Posted 17 февраля 2013, 20:00
Published 17 февраля 2013, 20:00
Modified 8 марта, 05:16
Updated 8 марта, 05:16
– Сергей Евгеньевич, расскажите, пожалуйста, чуть подробнее об обращении по поводу узников «Болотной».
– Это обращение к мировой общественности, а также к правительствам ведущих западных стран, Совету Европы, журналистам, чтобы они вмешались, повлияли на российские власти и не допустили расправы в отношении заключенных – участников митинга на Болотной площади. Я являюсь инициатором этого обращения, а текст мы готовим совместно с членами комитета. Отправить обращение планируется на следующей неделе. К тексту собираемся приложить видеоматериалы, где зафиксировано, как полицейские жестко задерживали участников митинга. Я стараюсь по возможности участвовать во всех акциях в поддержку заключенных по «болотному делу».
– В интервью, которое вы дали «НИ» из колонии перед своим освобождением, вы говорили о том, что собираетесь заняться правозащитной деятельностью и помогать заключенным. Получилось реализовать задуманное?
– Сейчас я эксперт общероссийского общественного движения «За права человека» Льва Пономарева. Одновременно я являюсь руководителем тверского отделения движения. Сейчас мы занимаемся одним делом. В сентябре прошлого года был убит заключенный в колонии строгого режима ФКУ ИК 1 УФСИН РФ по Тверской области. И, по всей видимости, это всё не собираются надлежащим образом расследовать и привлекать убийц. Сейчас мы подали жалобу областному прокурору с просьбой возбудить уголовное дело по этому факту.
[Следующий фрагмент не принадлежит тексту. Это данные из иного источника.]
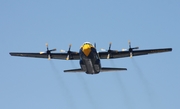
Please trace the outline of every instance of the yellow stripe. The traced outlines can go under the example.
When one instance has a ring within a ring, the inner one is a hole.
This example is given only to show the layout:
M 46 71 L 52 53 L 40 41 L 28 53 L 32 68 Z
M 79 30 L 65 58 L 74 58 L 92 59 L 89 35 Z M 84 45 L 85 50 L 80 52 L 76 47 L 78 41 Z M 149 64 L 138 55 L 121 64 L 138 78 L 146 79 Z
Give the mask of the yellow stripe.
M 90 44 L 84 44 L 82 46 L 82 51 L 86 56 L 89 56 L 90 52 L 91 52 L 91 45 Z

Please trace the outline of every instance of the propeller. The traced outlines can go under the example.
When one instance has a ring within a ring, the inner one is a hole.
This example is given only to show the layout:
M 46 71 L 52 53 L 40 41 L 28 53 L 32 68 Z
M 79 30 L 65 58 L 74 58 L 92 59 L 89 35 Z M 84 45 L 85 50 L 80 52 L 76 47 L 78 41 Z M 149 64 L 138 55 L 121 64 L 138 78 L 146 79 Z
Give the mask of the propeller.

– Еще вы говорили, что собираетесь организовать сбор книг для библиотеки колонии, где отбывали срок.
– Я завез в колонию очень хорошую библиотеку из тысячи книг. Там полное собрание сочинений всемирной и советской литературы. Там и Золя, и Стендаль, и Платонов, и Толстой, и Чехов. В колонии же была совершенно безобразная библиотека. Там в основном еще партийная советская литература и религиозная современная литература валяется. Зато не найдешь ни Уголовного, ни Уголовно-процессуального кодекса, никакой вообще юридической литературы. А у 80% заключенных нет адвокатов, потому что нет на это денег. Поражает также, что исправительные учреждения по каким-то надуманным предлогам отказываются брать книги, придираются к мелочам. Один начальник, например, нашел у Гераклита сцены насилия. Он на полном серьезе сказал, что они должны каждую книгу проверить – Шекспира, Хемингуэя... Я понимаю, если бы им не понравился Солженицын или книги Сахарова.
– Такая серьезная литература востребована в тюрьмах?
– Там есть очень придвинутые люди. И даже если пусть из 500–800 человек пять–восемь ищут хорошую литературу, то надо дать им возможность ее найти.
– Удалось ли вам вызволить из колонии и забрать к себе кошку Цыгу, к которой вы привязались во время пребывания на зоне?
– Нет, Цыга до сих пор там. Начальство колонии отказало мне, и до сих пор ее возвращать не желают. Сейчас «экологи» занялись тем, чтобы ее вытащить. Но я с ними недавно связывался, никаких результатов пока не было.
– Вы многим пытаетесь помочь. А помогли ли вам самому с квартирой, с деньгами, когда вы вышли из заключения?
– Мне очень помогла Московская Хельсинкская группа. Людмила Алексеева лично отнеслась ко мне так, как будто я ее близкий знакомый или родственник. Мне также помог один частный предприниматель в материальном плане, потому что нужно было на что-то жить. Сейчас я не имею никаких доходов – ни легальных, ни нелегальных. Как эксперт организации «За права человека» я не получаю зарплаты, это внештатная должность. Я хотел обратиться к западным спонсорам, фондам, но пока это не получается.
– А не думаете ли вы, что тюрьма кардинально изменила вашу жизнь не только в худшую сторону? Вы теперь известны, стали помогать людям, чувствуете, что нужны им?
– Для человека ничего позитивного в тюрьме нет. В этой системе тюрьма может только испортить человека. Но, с другой стороны, я получил личное представление о тех ужасах, которые там есть. Например, около 30% заключенных не должны были там оказаться. Они либо незаконно осуждены, либо наказаны не соответственно тем преступлениям, которые они совершили.
– Можно ли сказать, что власть сама сделала из вас оппозиционера?
– Я всегда был оппозиционером. У меня просто не было возможностей ходить на митинги, потому что были другие вопросы, но тоже относящиеся в конечном итоге к борьбе с властью. Я, конечно, полностью на стороне протестного движения.